快速反应小组(RRTs)是医院应对患者病情恶化的基础。然而,对于在院内心脏骤停(IHCA)护理方面表现出色和表现不佳的医院,RRT的组织和功能差异知之甚少。
评估在表现出色和表现不佳的医院中,RRT在设计和实施方面的差异,以提高IHCA的生存率,已知这与医院在IHCA发生率方面的表现相关。
设计、地点和参与者:对参与“遵循指南-复苏”计划的9家医院的158名医院工作人员(护士、医生、管理人员和其他工作人员)进行半结构化访谈的数据进行了定性分析。这些医院在2012 - 2014年期间在IHCA生存率方面一直排名在前四分之一、中间四分之一和后四分之一。现场访问于2016年4月19日至2017年7月27日进行。数据分析于2019年1月完成。
进行了半结构化深入访谈,并对IHCA预防策略进行了主题分析,包括RRT的角色和职责。
158名参与者中,72名是护士(45.6%),27名医生(17.1%),27名临床工作人员(17.1%),32名管理人员(20.3%)。

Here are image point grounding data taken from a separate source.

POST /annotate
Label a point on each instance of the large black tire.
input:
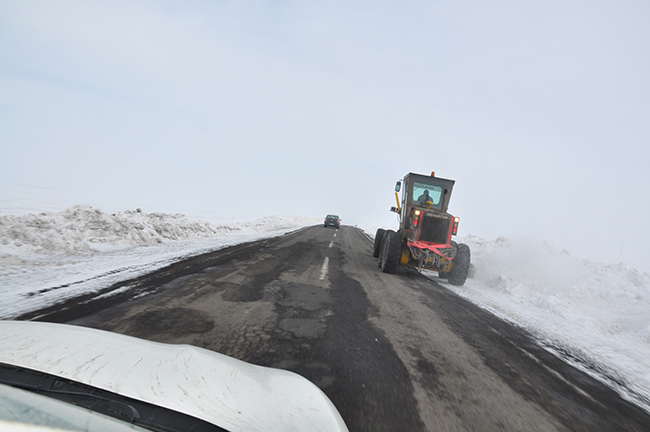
(382, 247)
(392, 252)
(460, 266)
(379, 237)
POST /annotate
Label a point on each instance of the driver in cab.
(425, 200)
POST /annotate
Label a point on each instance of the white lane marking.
(323, 270)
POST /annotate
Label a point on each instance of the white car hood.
(221, 390)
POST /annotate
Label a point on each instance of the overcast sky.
(539, 110)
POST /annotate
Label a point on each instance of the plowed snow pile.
(595, 315)
(83, 249)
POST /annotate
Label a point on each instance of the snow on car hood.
(227, 392)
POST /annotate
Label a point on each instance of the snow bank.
(83, 229)
(596, 312)
(49, 257)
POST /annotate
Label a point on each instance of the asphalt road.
(393, 352)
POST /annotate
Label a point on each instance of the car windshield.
(423, 192)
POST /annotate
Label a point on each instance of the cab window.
(423, 192)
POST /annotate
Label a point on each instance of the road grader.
(423, 239)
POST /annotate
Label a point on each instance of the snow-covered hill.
(597, 313)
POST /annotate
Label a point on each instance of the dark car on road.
(332, 220)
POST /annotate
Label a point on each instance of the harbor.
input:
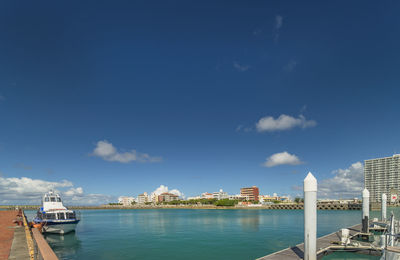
(18, 241)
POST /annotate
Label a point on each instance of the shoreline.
(286, 206)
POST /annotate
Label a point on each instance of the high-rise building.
(167, 197)
(126, 201)
(143, 198)
(220, 195)
(251, 193)
(382, 175)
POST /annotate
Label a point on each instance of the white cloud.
(163, 189)
(108, 152)
(30, 191)
(240, 67)
(346, 183)
(282, 159)
(283, 122)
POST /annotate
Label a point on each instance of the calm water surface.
(190, 233)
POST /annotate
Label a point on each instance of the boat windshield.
(70, 215)
(50, 216)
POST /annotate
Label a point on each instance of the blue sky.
(186, 84)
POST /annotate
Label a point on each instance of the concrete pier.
(17, 242)
(325, 245)
(13, 243)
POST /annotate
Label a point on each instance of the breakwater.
(281, 206)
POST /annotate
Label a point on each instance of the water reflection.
(250, 221)
(63, 245)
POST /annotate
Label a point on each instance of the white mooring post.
(383, 206)
(365, 216)
(310, 217)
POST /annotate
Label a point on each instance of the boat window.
(50, 216)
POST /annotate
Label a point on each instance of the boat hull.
(59, 228)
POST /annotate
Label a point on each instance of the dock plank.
(297, 252)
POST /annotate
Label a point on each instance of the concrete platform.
(323, 244)
(7, 228)
(19, 248)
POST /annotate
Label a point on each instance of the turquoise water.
(190, 233)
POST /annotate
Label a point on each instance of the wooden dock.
(324, 245)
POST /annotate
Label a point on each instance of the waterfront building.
(126, 201)
(207, 195)
(382, 175)
(251, 192)
(220, 195)
(154, 197)
(167, 197)
(143, 198)
(238, 197)
(193, 198)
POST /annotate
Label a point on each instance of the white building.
(238, 197)
(220, 195)
(193, 198)
(382, 175)
(143, 198)
(207, 195)
(126, 201)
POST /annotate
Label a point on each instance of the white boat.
(54, 217)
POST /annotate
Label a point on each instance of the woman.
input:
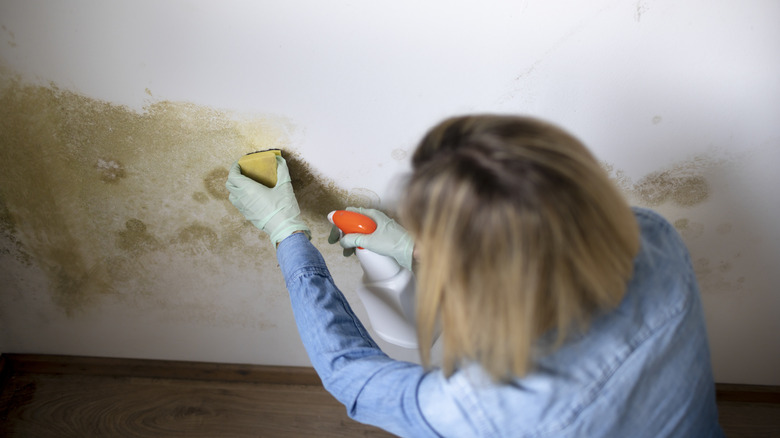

每家医院有12至30人参与访谈。在表现出色和表现不佳的医院中,RRT在以下4个方面存在差异:团队设计和组成、RRT对高危患者的监测参与度、床边护士启动RRT的自主权以及在快速反应期间和之后与床边护士的协作。在表现出色的医院,RRT通常配备专门的团队成员,他们没有相互冲突的临床职责,为床边护士管理病情恶化风险患者提供专业知识,并在快速反应期间和之后与护士协作。床边护士有权根据自己的判断和经验启动RRT,而不用担心受到医生或医院工作人员的报复。相比之下,表现不佳的医院中,RRT成员有相互冲突的临床职责,并且通常与床边护士的互动较少。表现不佳的医院的护士报告了对启动RRT可能产生的后果的担忧。
这项定性研究的结果表明,表现出色的医院的RRT具有专门的工作人员,没有相互冲突的临床职责,与床边护士协作良好,并且可以在不用担心报复的情况下启动。这些发现为IHCA结果较好的医院的RRT提供了独特的见解。